HNI IPO Allotment Rules and Regulations
Most HNI investors often get funding from financial institutions to bid for a higher number of lots to increase the possibility of allotment. As a result, HNI category often gets heavily oversubscribed but as the category has a 15% quota reserved not all HNI bidders will be allocated with shares.
Let’s discuss SEBI rules and regulations for allocation of shares to HNI investors. HNI IPO allotment is based on both the proportionate basis and lottery basis based on the number of IPO applications and category oversubscription times.

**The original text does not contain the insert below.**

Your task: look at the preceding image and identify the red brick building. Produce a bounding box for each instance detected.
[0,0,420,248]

The formula for IPO allotment to HNI applicants is;
(Number of lots applied/NII category over-subscription)*Shares in 1 lot
Suppose an IPO receives100 times subscription in the NII category, and if an NII investor has applied for 1000 shares, then HNI bidder will surely receives allotment of 10 shares.
However, other HNI applicants who have bid for less number of shares than category oversubscription by NIIs, lottery system will be followed for allocation of shares.
Most HNI investors take IPO funding at 8% to subscribe to an IPO.
HNI IPO Allotment Rules
- In an oversubscribed IPO, an HNIs will be allotted with a minimum number of lots applied.
- Allotment to HNI investors is based on a proportionate basis and lottery system.
- Only those IPO bids under NIIs that are made at or above the offer price are considered for allotment.
- NIIs who have applied for more lots than the issue oversubscription, shares will be allotted proportionately.
- Applied for less number of lots than the category oversubscription, % wise allocation is done through draw of lots.
- Likewise retail category, HNI bid amount gets blocked in the bank account until allotment. A debit will only take place for successful allotment.
- HNIs continue getting interest on the blocked bidding amount in their bank account.
HNI IPO Allotment Process Example
Let’s understand how shares are allotted to HNIs when the issue gets oversubscribed.
Suppose a public issue gets subscribed by 200 times NIIs and all IPO applications made by NIIs are for 200 lots. Here, as every applicant has bid for issues oversubscription times, every HNI investor will receive 1 lot.
For instance, if the NII category receives application for more than 200 lots, every NII bidder will be allotted with one lot and additional lots will be allotted in proportionate to share applied. Like, an investor who has applied for 300 lots, 1.5 lots will be allocated.
On the other side, applicant who has applied for less than 200 lots, lottery mechanism will be put in place. Shares will be allocated to NII bidders through draw of lots wherein minimum lots will be allotted to selected bidders subject to the minimum bidding amount of above Rs 2 lakh. Thus, allotment to all investors is not guaranteed.
At first, all IPO applications received from NIIs will be segregated based on the number of lots an applicant has applied for. Thereafter, allotment is done percentage-wise in comparison to the total subscription. If 20 HNIs bid for 40 lots, 2 HNI investors will get allotment for 1 lot, 50 NIIs applied for 150 lots, 3 bids will be selected through lottery and 1 lot will be allotted.
HNI IPO Benefits
- Opportunity to buy IPO stocks for more than Rs 2 lakh.
- Better chances to get IPO allotment.
- HNIs shares have no lock-in and they can sell shares on the IPO listing day.
- Does not require SEBI registration.
- Likewise residents, NRIs can also make an IPO bid as an NII.
- HNIs continue getting interest on the blocked funds.